医師兼看護師兼栄養士…本職はヘルパーの妻の“叱咤激励”語録 ①

「右足が離れてるよ。壁にピッタリつけなきゃ効果ないよ。
 (壁にそって上に伸ばした)右腕が斜めだよ。首が痛くても真っすぐ上にのばさなきゃ。
 真面目にやってるようでもずるしてたらなんもないでしょ!」

(中咽頭がんの手術の後遺症で、鋼のように硬くなってしまった右首筋。常に重いオモリをぶら下げているようでしんどい。少しでもやわらげるために行っている右腕壁リハビリのストレッチ)

「そうそう。
 そうやりながら、よくなったら『あれしたい。あれしよう』とか考えながらやるといいんだよ!」

医師兼看護師兼栄養士兼…本職はヘルパーの妻の“叱咤激励”語録 ②

「水分とった?
 家にいても熱中症になるんだよ。水分とらないと。
 あ、飲んでないじゃない!(怒)」

(妻は毎日、誤嚥しないように少しトロミをつけたカップ2杯の午後の紅茶かウーロン茶を食卓に用意してくれる。水分補給は乾きがちな口の中をうるおし、放射線の副作用で出るやっかいなタンを柔らかくする効果もある)

「お、きょうは飲んだか。
 言わなきゃ、飲まないんだから。
 本当は自分で用意して、すすんで飲むようにしなきゃだめな んだよ」 

「はい」(小さな声で私)

(術後の後遺症で飲み込む力が著しく減退してしまった。入院中、退院後も口から水分を含め何もとることはできなかった。でもリハビリの成果か、いまはソフト食を食べるというか飲み込めるまでにはなってきている。ただ、気をつけないとむせる。水分も誤嚥しないよう注意して飲んでいる。
入院中は当たり前のように水を飲んでいる人が恨めしかった。それから比べれば随分良くなったものだ)
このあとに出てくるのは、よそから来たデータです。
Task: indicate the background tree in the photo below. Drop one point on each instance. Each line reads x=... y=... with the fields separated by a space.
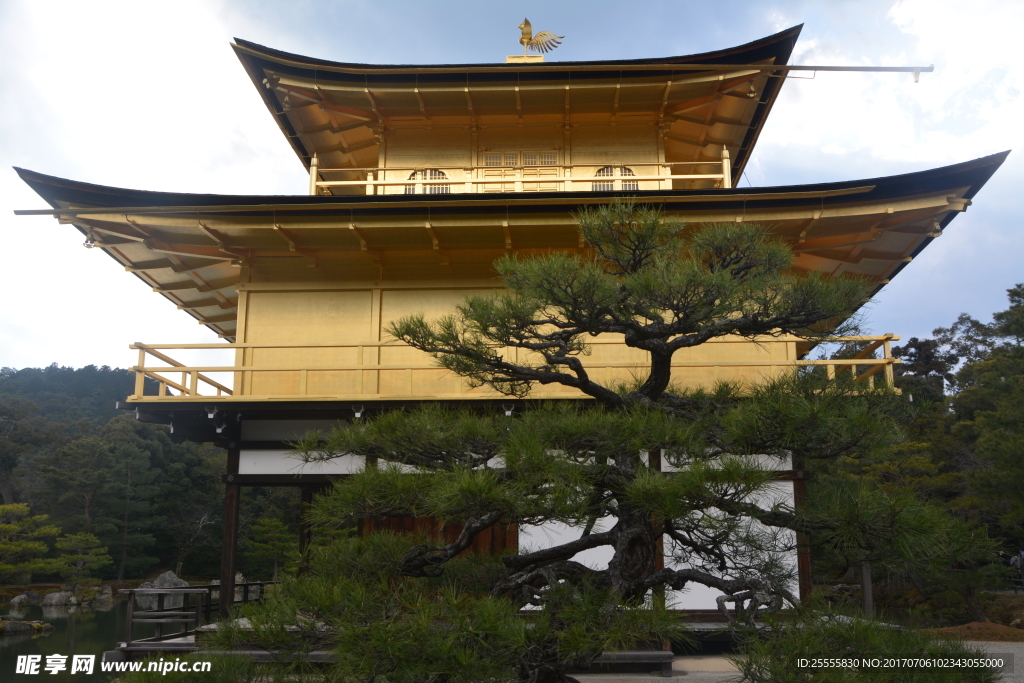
x=24 y=543
x=60 y=461
x=80 y=555
x=270 y=544
x=131 y=492
x=22 y=429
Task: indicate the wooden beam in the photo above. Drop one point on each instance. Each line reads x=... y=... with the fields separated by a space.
x=193 y=285
x=207 y=303
x=209 y=319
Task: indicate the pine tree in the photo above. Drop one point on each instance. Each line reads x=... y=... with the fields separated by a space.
x=24 y=543
x=420 y=606
x=81 y=554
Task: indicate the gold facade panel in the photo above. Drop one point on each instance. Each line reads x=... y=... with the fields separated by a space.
x=308 y=317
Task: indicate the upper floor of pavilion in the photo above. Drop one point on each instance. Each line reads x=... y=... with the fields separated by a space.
x=671 y=123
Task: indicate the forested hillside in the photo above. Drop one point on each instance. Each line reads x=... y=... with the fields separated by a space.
x=152 y=501
x=947 y=498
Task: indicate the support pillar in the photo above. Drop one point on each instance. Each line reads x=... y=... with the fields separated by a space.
x=803 y=544
x=232 y=496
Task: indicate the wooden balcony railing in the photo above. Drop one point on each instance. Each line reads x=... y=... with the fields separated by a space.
x=560 y=177
x=250 y=376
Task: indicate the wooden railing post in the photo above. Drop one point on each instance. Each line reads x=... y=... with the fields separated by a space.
x=887 y=354
x=139 y=374
x=313 y=174
x=129 y=620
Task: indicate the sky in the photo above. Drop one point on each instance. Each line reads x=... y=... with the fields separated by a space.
x=148 y=95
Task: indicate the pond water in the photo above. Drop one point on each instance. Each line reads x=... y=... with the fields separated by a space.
x=76 y=632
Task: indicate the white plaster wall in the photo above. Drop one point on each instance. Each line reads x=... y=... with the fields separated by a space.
x=694 y=596
x=284 y=430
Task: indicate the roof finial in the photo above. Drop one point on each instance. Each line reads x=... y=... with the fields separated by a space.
x=542 y=42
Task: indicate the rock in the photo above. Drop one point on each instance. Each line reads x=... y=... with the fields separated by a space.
x=26 y=599
x=166 y=580
x=59 y=598
x=15 y=627
x=169 y=580
x=239 y=592
x=24 y=627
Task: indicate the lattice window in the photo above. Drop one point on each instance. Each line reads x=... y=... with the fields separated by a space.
x=608 y=185
x=540 y=159
x=432 y=188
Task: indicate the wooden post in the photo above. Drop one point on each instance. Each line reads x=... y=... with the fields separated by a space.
x=803 y=546
x=139 y=375
x=313 y=174
x=865 y=588
x=232 y=494
x=726 y=168
x=129 y=622
x=304 y=537
x=887 y=353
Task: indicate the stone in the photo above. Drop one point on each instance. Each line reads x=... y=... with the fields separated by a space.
x=24 y=627
x=169 y=580
x=59 y=598
x=166 y=580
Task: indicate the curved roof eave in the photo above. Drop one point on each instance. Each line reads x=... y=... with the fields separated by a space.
x=776 y=44
x=56 y=190
x=775 y=49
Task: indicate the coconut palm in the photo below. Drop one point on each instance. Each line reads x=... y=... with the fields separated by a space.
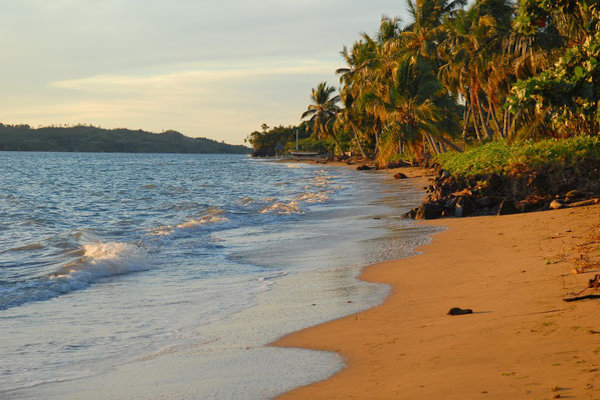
x=323 y=111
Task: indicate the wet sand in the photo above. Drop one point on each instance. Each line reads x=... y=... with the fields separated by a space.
x=522 y=341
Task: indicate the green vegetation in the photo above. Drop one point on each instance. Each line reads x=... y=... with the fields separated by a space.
x=500 y=157
x=517 y=84
x=94 y=139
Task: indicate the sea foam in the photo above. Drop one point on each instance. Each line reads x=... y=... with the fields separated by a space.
x=96 y=261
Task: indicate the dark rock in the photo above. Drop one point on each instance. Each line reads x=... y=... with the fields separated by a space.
x=530 y=206
x=557 y=204
x=411 y=214
x=459 y=311
x=507 y=207
x=398 y=164
x=463 y=207
x=486 y=202
x=450 y=203
x=428 y=211
x=573 y=195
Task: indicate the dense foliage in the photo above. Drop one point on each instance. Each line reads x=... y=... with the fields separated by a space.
x=459 y=74
x=500 y=157
x=94 y=139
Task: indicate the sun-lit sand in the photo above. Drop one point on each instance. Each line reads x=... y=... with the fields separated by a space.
x=523 y=340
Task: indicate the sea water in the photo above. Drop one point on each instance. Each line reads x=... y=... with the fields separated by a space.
x=164 y=276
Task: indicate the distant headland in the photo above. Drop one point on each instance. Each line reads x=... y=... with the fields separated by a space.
x=87 y=138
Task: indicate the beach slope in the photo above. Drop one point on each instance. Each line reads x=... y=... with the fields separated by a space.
x=522 y=341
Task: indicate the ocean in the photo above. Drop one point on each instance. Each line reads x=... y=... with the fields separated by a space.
x=164 y=276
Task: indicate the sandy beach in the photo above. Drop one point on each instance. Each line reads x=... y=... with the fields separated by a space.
x=522 y=341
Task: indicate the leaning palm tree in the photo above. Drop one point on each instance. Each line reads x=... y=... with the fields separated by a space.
x=323 y=111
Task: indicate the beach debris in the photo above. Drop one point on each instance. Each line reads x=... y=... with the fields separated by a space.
x=459 y=311
x=507 y=207
x=557 y=204
x=579 y=298
x=463 y=206
x=428 y=211
x=584 y=203
x=573 y=195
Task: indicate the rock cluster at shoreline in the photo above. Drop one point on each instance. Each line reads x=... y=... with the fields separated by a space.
x=522 y=191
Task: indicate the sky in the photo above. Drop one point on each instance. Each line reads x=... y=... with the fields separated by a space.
x=206 y=68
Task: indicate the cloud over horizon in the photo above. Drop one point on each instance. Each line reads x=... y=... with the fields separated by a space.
x=209 y=69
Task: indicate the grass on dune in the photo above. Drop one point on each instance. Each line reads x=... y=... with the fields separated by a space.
x=501 y=157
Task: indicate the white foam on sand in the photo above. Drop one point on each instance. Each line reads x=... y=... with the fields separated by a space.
x=233 y=361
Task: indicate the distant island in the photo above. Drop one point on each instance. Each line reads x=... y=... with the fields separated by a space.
x=85 y=138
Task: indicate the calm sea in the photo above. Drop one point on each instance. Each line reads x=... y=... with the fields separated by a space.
x=163 y=276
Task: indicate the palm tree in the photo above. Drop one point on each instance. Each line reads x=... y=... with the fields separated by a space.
x=323 y=111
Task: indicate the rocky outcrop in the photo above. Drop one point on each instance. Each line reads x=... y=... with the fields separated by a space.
x=521 y=191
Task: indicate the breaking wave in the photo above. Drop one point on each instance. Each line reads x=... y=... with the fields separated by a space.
x=211 y=216
x=97 y=260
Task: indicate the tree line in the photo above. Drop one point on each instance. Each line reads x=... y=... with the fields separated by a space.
x=458 y=75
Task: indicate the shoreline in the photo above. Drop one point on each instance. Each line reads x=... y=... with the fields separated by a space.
x=522 y=340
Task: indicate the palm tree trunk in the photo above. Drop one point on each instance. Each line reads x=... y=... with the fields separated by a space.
x=466 y=116
x=432 y=144
x=362 y=151
x=476 y=126
x=337 y=143
x=496 y=123
x=489 y=134
x=450 y=144
x=505 y=120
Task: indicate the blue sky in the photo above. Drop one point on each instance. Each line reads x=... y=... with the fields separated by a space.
x=217 y=69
医師兼看護師兼栄養士…本職はヘルパーの妻の“叱咤激励”語録 ③

(がんの再発、転移をチェックする造影剤投与のCT検査を行った。半年前の前回は、肺に転移したがんの疑いがある箇所が見つかった。再度のCT検査で幸いでその箇所が消えて助かったが、今回も結果が怖い)

CT検査後、結果がでるまでの数時間、病院内で待機。そこで妻は、

 「緊張してる?ビビってるんじゃないの?
  あれこれ考えたってしょうがないよ。なるようにしかならないんだから。
  がんがあったらあったで、そのとき考えればいい!」

(それはそうだけど、と私は心のうちでつぶやく)

 「がんには再発や転移はあるもんなんだから。
  小心者じゃだめ。みなさん、それを乗り越えて頑張っているだから」

(ここは、がん専門病院。隣に座っている人、周囲を歩いている人。ここに来ている人たちはみんながんを患っている人たちだ。そう思うと、自分だってがんに負けてはいられない)

数時間後、主治医に呼ばれた。
診察室に飛び込むと、主治医は開口一番

 「CTは合格でしたよ」

フー、よかった。一気に力が抜けた。
 「良かったね」と妻。なんとも心強い妻であることか。